E. Hamilton (German)
4 HU, WRi, 4 Hours
Fall Semester FYSP 093-01 MWF 2:30-3:20

What is disability? Who defines it, and how?

Many think of disability as something that a doctor diagnoses, something that requires treatment or cure. Others see disability as a social problem, often casting the disabled as weak people who need the help of the strong. More than one religio-philosophic tradition finds in disability the bodily reflection of moral failure, a physical punishment for sin. Literature and the arts have long used disability as a metaphor for any number of conflicts or challenges.

How do people with disabilities see themselves?

This seminar examines conceptual and historical models of disability, studying how, by whom, and under what circumstances any given definition of disability emerges. Natural science, social science, and the humanities all have different ways of understanding disability. Students in this seminar will analyze these intellectual frameworks in order to assess their strengths and limitations. We will pay close attention to authorship and agency. How do stories of disability change when people with disabilities hold the pen, the paintbrush, the microphone, or the senate floor?
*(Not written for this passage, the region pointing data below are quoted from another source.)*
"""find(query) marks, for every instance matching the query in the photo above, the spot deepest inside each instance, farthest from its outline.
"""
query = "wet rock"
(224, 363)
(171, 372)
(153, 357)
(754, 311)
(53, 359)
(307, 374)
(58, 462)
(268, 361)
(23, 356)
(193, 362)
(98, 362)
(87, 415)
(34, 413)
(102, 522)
Works to be studied include memoir, poetry, film, painting, music, drama, history, public policy, and the documents of activism. Underpinning this study are questions about access and inclusion: what barriers exist to full participation in society? Are those barriers located within the body itself, or in the built world? Can they be removed? Whose obligation is it to ensure access? What are the benefits of inclusion? Is there ever a time when the costs are too high?

Employing a practical and local approach to these questions, this seminar will examine access both on Oberlin’s campus and around Lorain County. Student will learn to assess barriers and design practical approaches to modifying or removing them.